MAK: How did you find out since pseudonyms were used:

Dexter and Gianna Jessen in 2009
DD: I didn't know what ever became of their lives until I bought the book Gianna, by Jessica Shaver, in, I think, the early 1990s and was shocked to learn that Gianna was the baby I'd seen! I knew nothing about this Gianna, but was interested to learn she grew up in southern California. I thought, oh, I know southern California. Then I read she was aborted in 1977, and I started to feel a chill. Then she wrote that she'd been taken into a courtroom, and I realized she was a baby I saw. I met Gianna as an adult for the first time in 2009, when I introduced her at a pro-life fund-raiser in Scottsdale. I told the audience that this was the first time she and I had been under the same roof since 1978. I said I was about the same size as back then, but she was much smaller, she was a baby. Since 2009, I've given her a lift I think twice when she's been here for appearances.

MAK: Wow! That gives me chills. I've heard Gianna speak and she is an amazing witness for life! Back to Dr. Hitchcock. I know that you've pointed out errors in his book about your writing. Have you tried to contact him for correction?

DD: This is an important point. When I point out the facts now (such as in my 2017 Wanderer articles critical of his book), Dr. Hitchcock could at least have said: "Oh, I'm sorry, Dexter, I carelessly forgot you always were on the pro-life side. I'll correct this right away." Instead, as Chris Manion [another Wanderer contributor] says in his blog article on Hitchcock's behavior generally: "Jim Hitchcock is silent." Well, not entirely silent. He's still selling a book (including on biggie EWTN) that by now he has been advised is peppered with serious errors. I first wrote both him and his publisher in late May 2017, but all the publisher has done is dig in its heels, and Hitchcock has never even acknowledged me since then. You'd think he and [the publishers] would be anxious to remove such embarrassing errors, but the very opposite is the case -- continuing to smear me and The Wanderer. 

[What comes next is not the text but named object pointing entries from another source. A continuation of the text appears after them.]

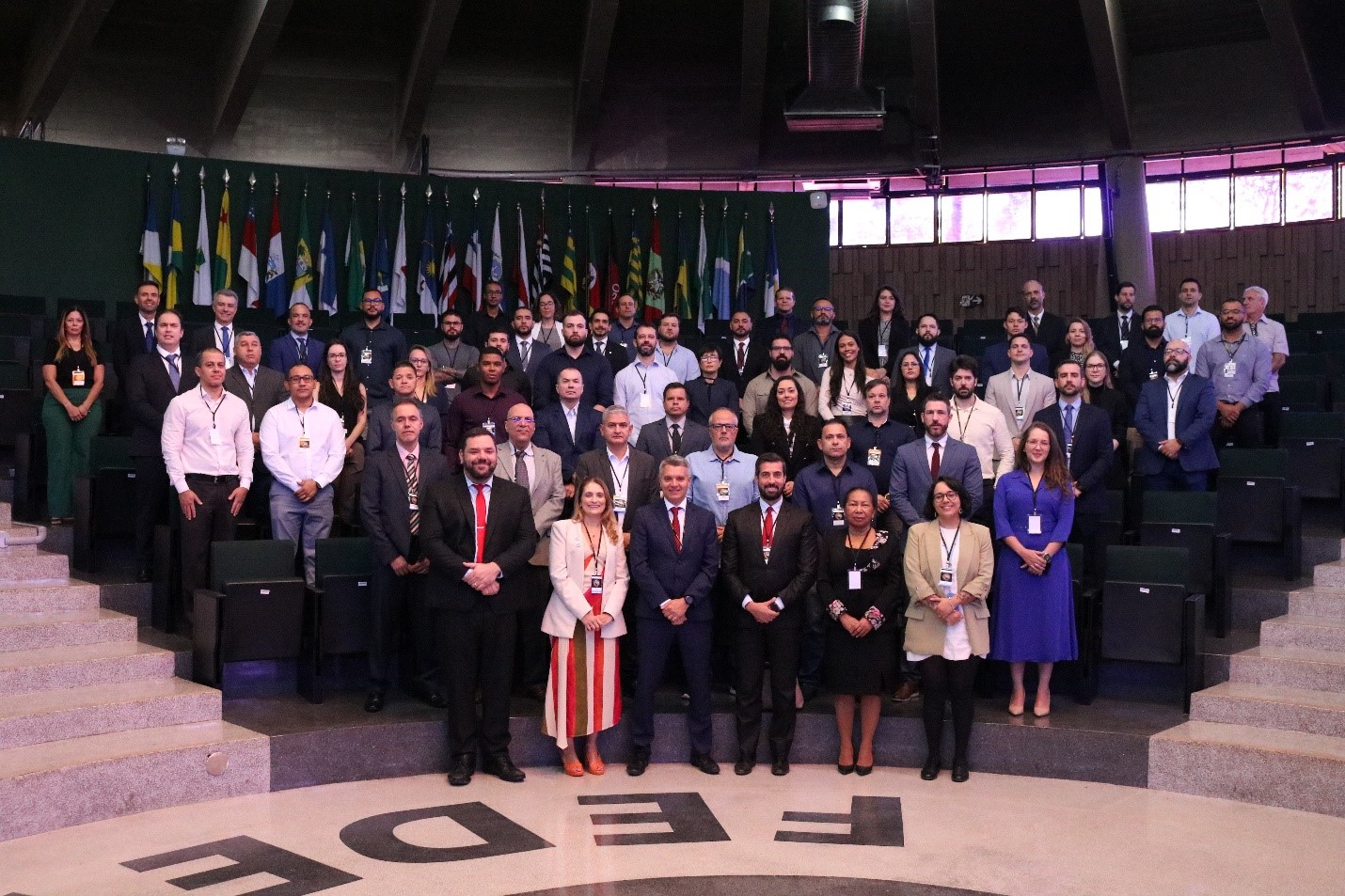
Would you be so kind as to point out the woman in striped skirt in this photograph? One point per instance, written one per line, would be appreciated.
(584, 619)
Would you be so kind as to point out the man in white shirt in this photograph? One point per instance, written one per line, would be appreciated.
(639, 386)
(303, 444)
(207, 451)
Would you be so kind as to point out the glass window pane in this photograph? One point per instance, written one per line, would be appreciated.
(960, 218)
(1163, 200)
(1307, 194)
(1057, 212)
(865, 222)
(1207, 203)
(912, 219)
(1257, 199)
(1092, 212)
(1010, 215)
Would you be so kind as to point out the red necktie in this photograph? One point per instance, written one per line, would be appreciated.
(481, 524)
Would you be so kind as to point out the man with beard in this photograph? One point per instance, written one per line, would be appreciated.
(478, 531)
(375, 346)
(576, 353)
(1239, 365)
(1144, 359)
(759, 387)
(1175, 417)
(639, 386)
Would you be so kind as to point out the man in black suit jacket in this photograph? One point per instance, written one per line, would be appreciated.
(674, 559)
(150, 387)
(768, 569)
(476, 581)
(1090, 455)
(390, 512)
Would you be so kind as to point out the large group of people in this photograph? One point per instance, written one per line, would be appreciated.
(578, 494)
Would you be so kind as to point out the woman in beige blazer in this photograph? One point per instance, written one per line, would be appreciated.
(590, 579)
(948, 565)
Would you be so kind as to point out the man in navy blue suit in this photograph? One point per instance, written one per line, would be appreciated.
(674, 559)
(1175, 416)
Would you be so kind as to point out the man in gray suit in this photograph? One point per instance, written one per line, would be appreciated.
(919, 463)
(537, 470)
(674, 433)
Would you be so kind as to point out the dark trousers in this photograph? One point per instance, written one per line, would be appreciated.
(398, 608)
(150, 505)
(213, 522)
(479, 650)
(656, 639)
(778, 642)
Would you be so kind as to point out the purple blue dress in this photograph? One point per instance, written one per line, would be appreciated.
(1035, 615)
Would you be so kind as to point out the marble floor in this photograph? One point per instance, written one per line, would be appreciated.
(675, 832)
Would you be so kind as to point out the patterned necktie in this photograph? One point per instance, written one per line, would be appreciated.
(413, 492)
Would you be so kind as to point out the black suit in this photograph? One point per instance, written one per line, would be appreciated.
(785, 577)
(397, 600)
(476, 631)
(149, 392)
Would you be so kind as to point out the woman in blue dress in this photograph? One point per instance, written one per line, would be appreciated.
(1035, 608)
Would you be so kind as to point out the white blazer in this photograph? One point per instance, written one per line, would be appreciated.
(569, 580)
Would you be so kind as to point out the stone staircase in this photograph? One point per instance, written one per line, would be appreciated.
(93, 724)
(1274, 733)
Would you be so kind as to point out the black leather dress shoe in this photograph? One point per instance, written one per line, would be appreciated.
(460, 773)
(705, 763)
(504, 768)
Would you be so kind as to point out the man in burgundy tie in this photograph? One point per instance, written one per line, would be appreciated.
(479, 534)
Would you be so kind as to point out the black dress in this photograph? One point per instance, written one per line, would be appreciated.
(868, 665)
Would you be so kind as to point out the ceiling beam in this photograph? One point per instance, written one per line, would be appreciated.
(599, 24)
(427, 58)
(247, 43)
(56, 46)
(756, 34)
(1286, 33)
(1107, 47)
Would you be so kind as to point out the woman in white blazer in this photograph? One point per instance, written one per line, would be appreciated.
(590, 579)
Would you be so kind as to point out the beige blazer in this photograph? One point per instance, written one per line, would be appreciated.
(569, 580)
(975, 568)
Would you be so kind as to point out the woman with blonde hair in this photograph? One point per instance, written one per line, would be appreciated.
(590, 579)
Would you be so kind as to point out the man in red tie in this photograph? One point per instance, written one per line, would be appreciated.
(479, 534)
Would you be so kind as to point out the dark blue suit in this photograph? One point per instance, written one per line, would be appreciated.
(660, 574)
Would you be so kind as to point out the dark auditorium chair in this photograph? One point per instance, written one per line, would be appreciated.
(1148, 615)
(253, 608)
(1259, 505)
(1188, 520)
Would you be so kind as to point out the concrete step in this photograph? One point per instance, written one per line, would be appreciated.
(85, 779)
(52, 668)
(1288, 768)
(1316, 712)
(1289, 668)
(63, 628)
(99, 709)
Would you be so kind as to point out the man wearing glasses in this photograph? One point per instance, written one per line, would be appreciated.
(374, 346)
(303, 444)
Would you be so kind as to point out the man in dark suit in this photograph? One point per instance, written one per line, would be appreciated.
(297, 346)
(769, 564)
(568, 427)
(1177, 453)
(388, 502)
(478, 533)
(674, 559)
(152, 381)
(657, 439)
(1085, 433)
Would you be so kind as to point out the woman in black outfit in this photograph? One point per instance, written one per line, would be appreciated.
(787, 430)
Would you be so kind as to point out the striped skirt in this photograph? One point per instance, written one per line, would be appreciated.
(584, 689)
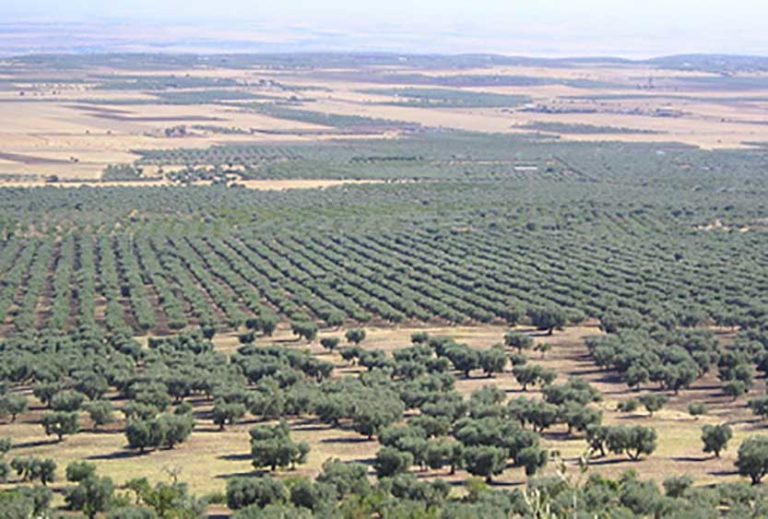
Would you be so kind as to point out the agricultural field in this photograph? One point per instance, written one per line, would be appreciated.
(343, 286)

MAK: Can you give some specific examples?

DD: Hitchcock has altered my stories to cause a false impression which betrays the professions of both reporter and historian. Here's an egregious example. In a 2013 story I quoted GOP activist Rob Haney. Here's what I wrote:
“Asked why McCain would rush to help a flailing Obama, Haney, a longtime foe of McCain, replied, ‘McCain is like a mad scientist. No one can figure him out, and he likes it that way. He revels in it, and the mainstream media grovels at his feet for want of a sound bite or interview from the mad scientist. The best that can be said for McCain is that he is unstable, irrational, and incredibly vindictive’.”
But how did Hitchcock present this comment by Haney? “In 2013 (Sept. 19), Duggan said ‘McCain is like a mad scientist…. The best that can be said for McCain is that he is unstable, irrational, and incredibly vindictive’.” Hitchcock was careful to use quotation marks and ellipsis here, but entirely erred regarding the clearly named speaker.

MAK: That's a pretty serious error. Could it have been just one aberration in an otherwise accurate work?

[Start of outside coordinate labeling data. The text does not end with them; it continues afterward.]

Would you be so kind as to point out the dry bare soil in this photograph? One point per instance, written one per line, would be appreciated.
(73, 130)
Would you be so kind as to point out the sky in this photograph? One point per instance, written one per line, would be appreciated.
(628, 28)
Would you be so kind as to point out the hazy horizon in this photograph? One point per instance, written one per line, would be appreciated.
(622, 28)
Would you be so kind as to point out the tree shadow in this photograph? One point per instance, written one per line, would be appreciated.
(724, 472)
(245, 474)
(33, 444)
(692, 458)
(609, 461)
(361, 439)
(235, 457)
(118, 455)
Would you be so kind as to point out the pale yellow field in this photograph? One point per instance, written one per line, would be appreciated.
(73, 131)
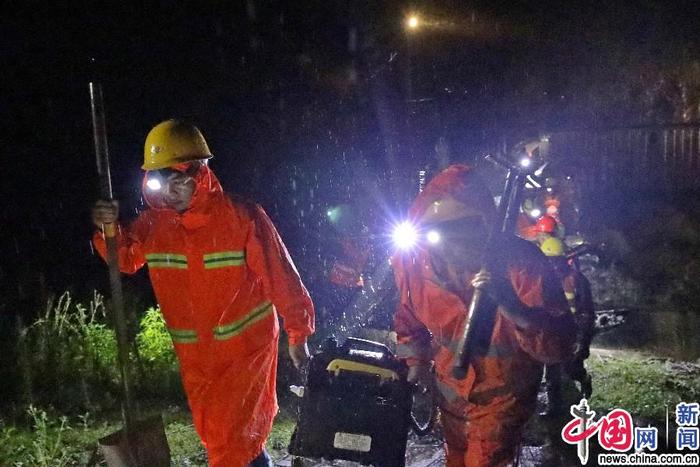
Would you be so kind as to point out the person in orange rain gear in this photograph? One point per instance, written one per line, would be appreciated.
(221, 273)
(577, 290)
(482, 415)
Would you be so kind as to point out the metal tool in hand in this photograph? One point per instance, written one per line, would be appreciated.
(140, 443)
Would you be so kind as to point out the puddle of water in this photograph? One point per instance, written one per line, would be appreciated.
(666, 333)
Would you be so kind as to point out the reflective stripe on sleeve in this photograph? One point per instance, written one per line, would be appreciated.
(166, 260)
(183, 336)
(224, 258)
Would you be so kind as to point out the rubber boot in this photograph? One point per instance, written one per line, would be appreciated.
(263, 460)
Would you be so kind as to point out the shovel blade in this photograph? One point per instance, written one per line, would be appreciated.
(146, 445)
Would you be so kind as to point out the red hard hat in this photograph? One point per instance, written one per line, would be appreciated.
(546, 224)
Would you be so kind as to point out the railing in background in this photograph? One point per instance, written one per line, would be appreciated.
(664, 158)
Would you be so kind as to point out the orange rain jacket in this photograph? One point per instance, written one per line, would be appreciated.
(483, 414)
(221, 273)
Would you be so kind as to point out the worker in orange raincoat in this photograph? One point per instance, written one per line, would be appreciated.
(221, 274)
(482, 415)
(577, 290)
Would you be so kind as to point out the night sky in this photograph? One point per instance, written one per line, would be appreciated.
(304, 104)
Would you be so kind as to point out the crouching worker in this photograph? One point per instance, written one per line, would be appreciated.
(221, 274)
(482, 415)
(577, 290)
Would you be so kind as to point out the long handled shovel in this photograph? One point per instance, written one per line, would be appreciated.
(140, 443)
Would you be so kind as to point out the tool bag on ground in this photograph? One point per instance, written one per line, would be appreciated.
(356, 405)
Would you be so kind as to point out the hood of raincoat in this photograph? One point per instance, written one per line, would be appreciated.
(460, 183)
(207, 187)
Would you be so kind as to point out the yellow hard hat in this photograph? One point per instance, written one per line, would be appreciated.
(552, 247)
(173, 142)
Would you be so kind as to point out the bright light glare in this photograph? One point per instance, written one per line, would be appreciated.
(433, 237)
(153, 184)
(405, 236)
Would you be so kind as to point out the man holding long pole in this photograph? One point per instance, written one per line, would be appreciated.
(221, 273)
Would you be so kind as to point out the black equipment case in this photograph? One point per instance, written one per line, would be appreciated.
(356, 405)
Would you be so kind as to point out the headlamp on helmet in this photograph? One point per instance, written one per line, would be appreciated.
(180, 173)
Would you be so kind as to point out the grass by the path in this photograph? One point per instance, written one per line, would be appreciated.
(643, 385)
(51, 442)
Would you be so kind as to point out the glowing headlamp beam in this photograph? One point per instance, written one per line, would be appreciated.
(154, 184)
(405, 235)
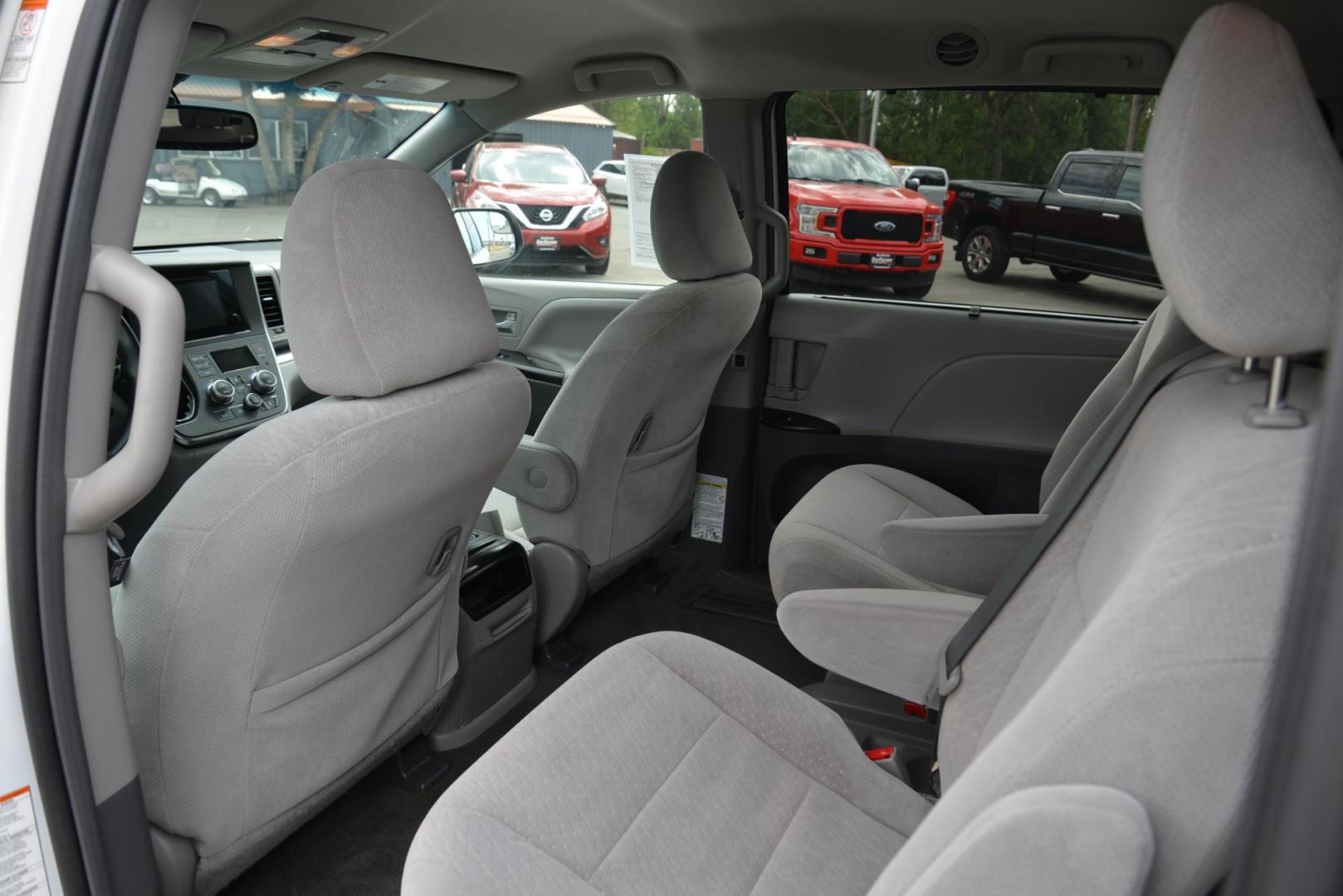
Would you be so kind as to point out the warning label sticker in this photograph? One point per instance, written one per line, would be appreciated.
(711, 507)
(23, 41)
(22, 869)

DD: Absolutely not! In the 27th paragraph of a Dec. 17, 2015, Wanderer story about black activist Ted Hayes speaking on the 14th Amendment to the Constitution, I wrote: “U. S. blacks ‘are moving toward Donald Trump’ because they recognize ‘he’s speaking more to our interests’ on the 14th Amendment, Hayes said.” However, Hitchcock took Hayes’ words and wrote (p. 172): “Blacks too, Duggan said (Dec. 17), were opposed to immigration and would flock to Trump’s banner.” Hitchcock got the speaker wrong, the verb wrong (moving, not flocking), and misrepresented Hayes’ reference to illegal immigration as being only about “immigration.

When I reported a talk by a conservative activist who liked U.S. Sen. Ted Cruz, I myself allegedly “seemed to favor Cruz.” When I interviewed former U.S. Sen. Rick Santorum about a new Christmas movie from his entertainment company, Hitchcock imagined that I “enthusiastically proposed Santorum for president” [Oct. 31, 2013, Wanderer; p. 161 of ARFCP]. He isn't even consistent. How could an alleged pro-abortionist like me favor a strong pro-lifer like Santorum?

MAK: It's hard to understand a professional historian making all these errors of fact.

DD: There's plenty more! To give a few examples: In the Aug. 6, 2009, Wanderer, I cited Washington Times reporter Ralph Hallow writing up the GOP’s 2008 vice presidential candidate, Sarah Palin, saying that “she is eager to campaign for Republicans, independents, and even Democrats who share her values on limited government, strong defense, and ‘energy independence’.” Note, Palin explicitly mentioned eagerness to campaign for Republicans. Yet how did Hitchcock describe her campaign plans? He totally garbled this by pretending that I was writing instead about my own preferences. Hitchcock wrote, “In 2009 (Aug. 6) Duggan placed his hopes in either conservative Democrats, a possible third party, or Sarah Palin” (p. 68 of ARFCP). Neither Palin nor I said anything in this story about hoping for a third party. Hitchcock says The Wanderer shirks the Republican Party, but he himself removes references to it from Wanderer stories. He asserts that I “scarcely acknowledged … embarrassing facts” about Barry Goldwater and his friend Sandra O’Connor, Ronald Reagan’s first nominee to the U.S. Supreme Court. This is fiction. I put together a thick folder of material with facts. Hitchcock completely ignores reporting like a 42-paragraph story — yes, 42 paragraphs, not 42 words — that I wrote about O’Connor’s pro-abortion record in Arizona after Reagan selected her. This story started on Page One of the National Catholic Register of Aug. 30, 1981. Hitchcock’s method of operation seemed to assume that whatever I wrote was an expression of my own words and ideas, no matter whom I quoted or what the topic was.

MAK: This is very disturbing. It sounds like he has a personal vendetta. Have you complained to the publisher?

DD: I mailed them repeatedly. Neither Hitchcock nor his publisher made any effort to apologize or correct this startling lack of scholarship so I engaged an attorney. I wrote two articles (here and here) in The Wanderer (here and here) after I had time to obtain and read the book. Although one might think Hitchcock is an avid reader of The Wanderer, he has never replied to either of them.

MAK: Do you have any final comment?

DD: Pray for Dr. Hitchcock and his publishing company (Taylor and Francis), and me, too! The unhelpful people at his publisher whose names I know are Tyler Bay, Dean Birkenkamp, and attorney Julie Smith. The book first came out under the Transaction label, a company that soon was acquired by Taylor and Francis, which has put out the book under the Routledge imprint. And thanks for asking!

MAK: It's always a pleasure to talk with you, Dexter. I hope all my readers will keep this sad situation in their daily prayers and I wish you success in your efforts to set the record straight. The saddest controversies in life, I think, are the ones that involve the betrayal of those we consider members of the family.